The HHS website was hit by a denial-of-service cyberattack on Sunday night, apparently designed to disrupt efforts to combat the spread of the growing COVID-19 outbreak in the United States.

“When you’re dealing with something like a denial-of-service attack on HHS during a pandemic, that’s a very grave action for another country to take,” Barr told the Associated Press on Tuesday. “So, if it is another country doing this, I’m sure the ramifications will be severe.”

Barr, “Our primary role right now is to investigate” and that “the FBI is very active trying to determine who is responsible for these things.”

The attorney didn’t take a guess on which foreign nation might be responsible.

U.S. officials told the Associated Press the Trump administration alleges a foreign disinformation campaign aimed at spreading fear in the U.S. during the pandemic, but they did not name the foreign entity they believe to be responsible.

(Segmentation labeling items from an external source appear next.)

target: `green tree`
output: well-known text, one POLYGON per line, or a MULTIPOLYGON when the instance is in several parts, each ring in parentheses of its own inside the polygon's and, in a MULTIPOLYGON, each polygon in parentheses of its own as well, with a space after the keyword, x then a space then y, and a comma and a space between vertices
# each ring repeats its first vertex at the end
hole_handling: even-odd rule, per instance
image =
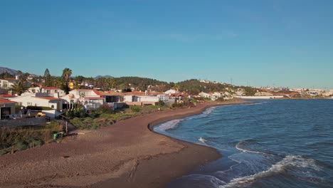
POLYGON ((63 90, 66 93, 66 94, 68 94, 70 90, 68 87, 68 82, 71 75, 72 70, 70 70, 70 68, 65 68, 63 70, 62 78, 63 78, 63 80, 65 82, 61 85, 60 89, 63 90))
POLYGON ((66 82, 68 82, 69 78, 71 75, 72 75, 72 70, 70 70, 70 68, 65 68, 63 70, 62 77, 65 79, 65 80, 66 80, 66 82))
POLYGON ((50 74, 50 71, 48 70, 48 68, 46 68, 44 72, 44 86, 46 87, 50 87, 52 86, 52 77, 50 74))
POLYGON ((21 81, 19 81, 18 83, 14 83, 13 85, 11 85, 11 89, 18 95, 21 95, 23 93, 26 91, 28 88, 26 85, 24 85, 21 81))

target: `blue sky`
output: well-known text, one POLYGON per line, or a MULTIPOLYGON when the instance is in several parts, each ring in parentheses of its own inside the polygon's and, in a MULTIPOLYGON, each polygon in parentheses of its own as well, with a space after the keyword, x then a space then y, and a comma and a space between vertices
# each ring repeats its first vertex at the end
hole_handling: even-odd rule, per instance
POLYGON ((0 0, 0 66, 333 89, 333 1, 0 0))

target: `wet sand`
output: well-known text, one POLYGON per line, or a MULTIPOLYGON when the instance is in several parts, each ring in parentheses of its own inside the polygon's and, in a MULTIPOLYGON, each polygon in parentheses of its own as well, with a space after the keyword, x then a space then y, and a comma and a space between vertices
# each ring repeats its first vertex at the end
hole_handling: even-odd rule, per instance
POLYGON ((57 144, 0 156, 0 187, 164 187, 221 155, 213 148, 152 132, 147 125, 243 103, 155 112, 57 144))

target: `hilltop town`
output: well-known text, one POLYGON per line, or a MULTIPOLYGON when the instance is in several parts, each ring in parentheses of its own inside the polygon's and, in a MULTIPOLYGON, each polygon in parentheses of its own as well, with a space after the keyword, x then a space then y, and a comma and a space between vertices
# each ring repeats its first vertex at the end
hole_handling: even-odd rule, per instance
POLYGON ((103 105, 115 110, 125 105, 155 105, 159 103, 172 106, 192 98, 197 102, 234 98, 325 98, 333 95, 333 90, 255 88, 196 79, 174 83, 139 77, 72 77, 72 70, 67 68, 61 76, 52 76, 48 69, 43 76, 9 70, 2 70, 0 74, 1 119, 12 118, 18 113, 18 107, 47 108, 46 116, 56 118, 78 104, 85 111, 103 105))

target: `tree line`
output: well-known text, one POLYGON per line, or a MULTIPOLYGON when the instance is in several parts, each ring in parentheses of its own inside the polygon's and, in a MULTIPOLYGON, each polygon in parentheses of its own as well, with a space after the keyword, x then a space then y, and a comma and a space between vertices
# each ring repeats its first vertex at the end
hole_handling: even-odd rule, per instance
MULTIPOLYGON (((27 82, 28 73, 21 72, 19 75, 20 80, 13 85, 12 90, 15 93, 21 95, 26 91, 28 86, 25 84, 27 82)), ((220 83, 204 83, 197 79, 186 80, 178 83, 165 82, 156 79, 141 78, 137 76, 124 76, 120 78, 113 77, 85 77, 83 75, 76 75, 73 77, 73 70, 70 68, 65 68, 60 76, 52 75, 48 68, 44 71, 43 76, 36 76, 34 78, 42 83, 43 87, 56 87, 65 90, 66 93, 70 90, 69 83, 73 84, 73 88, 91 88, 90 85, 94 88, 99 88, 102 90, 110 90, 111 89, 121 90, 122 92, 134 90, 149 92, 164 92, 169 89, 174 89, 179 92, 184 92, 190 95, 197 95, 200 92, 213 93, 235 90, 238 87, 231 84, 222 84, 220 83)), ((9 78, 8 73, 2 73, 0 78, 9 78)), ((241 87, 241 86, 240 86, 241 87)), ((242 88, 242 87, 241 87, 242 88)), ((248 94, 253 94, 254 90, 250 87, 243 87, 248 94)))

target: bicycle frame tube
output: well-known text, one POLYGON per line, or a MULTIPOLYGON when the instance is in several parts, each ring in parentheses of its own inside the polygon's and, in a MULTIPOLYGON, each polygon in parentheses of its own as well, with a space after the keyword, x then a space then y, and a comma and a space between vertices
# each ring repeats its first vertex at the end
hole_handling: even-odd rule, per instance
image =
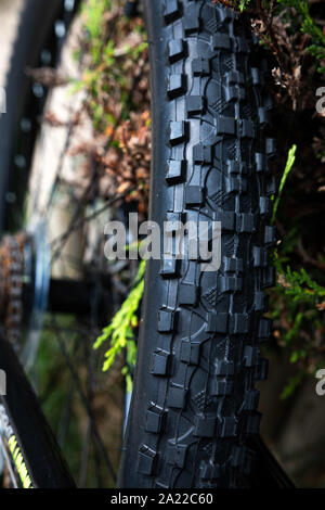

During a White House news conference on Monday, President Trump said, “It could be that you have some foreign groups that are playing games.”

HHS Secretary Alex Azar said, “Fortunately, we have extremely strong barriers.” He added: “We had no penetration into our networks. We had no degradation of the functioning of our networks. We had no limitation of our capacity for people to telework.”

As of late Tuesday night, there were 197,126 confirmed coronavirus cases around the world and at least 7,905 deaths tied to the infection, according to Johns Hopkins University. There have been 81,061 confirmed cases in China and 3,230 confirmed deaths. In the U.S., there were 6,362 cases, which have resulted in 108 deaths.

Trump declared a national emergency last week, but the National Security Council sent out a tweet late Sunday denying rumors swirling on social media that the federal government was about to impose a nationwide quarantine during the COVID-19 outbreak. “Text message rumors of a national #quarantine are FAKE,” the NSC’s account said. “There is no national lockdown. The CDC has and will continue to post the latest guidance on #COVID19. #coronavirus.”

Barr said he wasn’t aware of any plans for a national quarantine.

The attorney general instructed every U.S. attorney nationwide on Monday “to prioritize the detection, investigation, and prosecution of all criminal conduct related to the current pandemic.” Barr pointed to individuals and businesses “selling fake cures for COVID-19 online and engaging in other forms of fraud” as well as phishing emails from fraudsters posing as the World Health Organization and the Centers for Disease Control and Prevention. He also warned about cybercriminals inserting malware onto mobile apps designed to track the spread of the virus.

National security adviser Robert O’Brien said on Monday, “We’re looking into that, the FBI is looking into it, the NSA and other agencies are taking a look at that, and we’re going to figure it out.”

“It was a serious attack, but, fortunately, the HHS website and HHS computer systems are running … and the attack was repelled,” O’Brien told Fox Business. “But it was a serious thing, and I want to make it clear to our adversaries and those who would do America harm: We’ll figure out who was behind it, and there will be appropriate consequences.”

Also on Monday, the State Department condemned China for blaming the U.S. for the coronavirus outbreak during a call between Secretary of State Mike Pompeo and the director of the Office of Foreign Affairs of the Chinese Communist Party, Yang Jiechi.

“The secretary stressed that this is not the time to spread disinformation and outlandish rumors but rather a time for all nations to come together to fight this common threat,” said State Department spokeswoman Morgan Ortagus.

“As a global crisis, COVID-19 should be an area of cooperation between nations,” Pentagon press secretary Alyssa Farah tweeted last week. “Instead, the Communist Party of China has chosen to promulgate false & absurd conspiracy theories about the origin of COVID-19 blaming U.S. service members. #ChinaPropaganda.”

The intelligence community warned Congress last week during an election security briefing that foreign disinformation efforts are “not a Russia-only problem” while noting that “Beijing continues to promote policies that are in line with China’s interests.”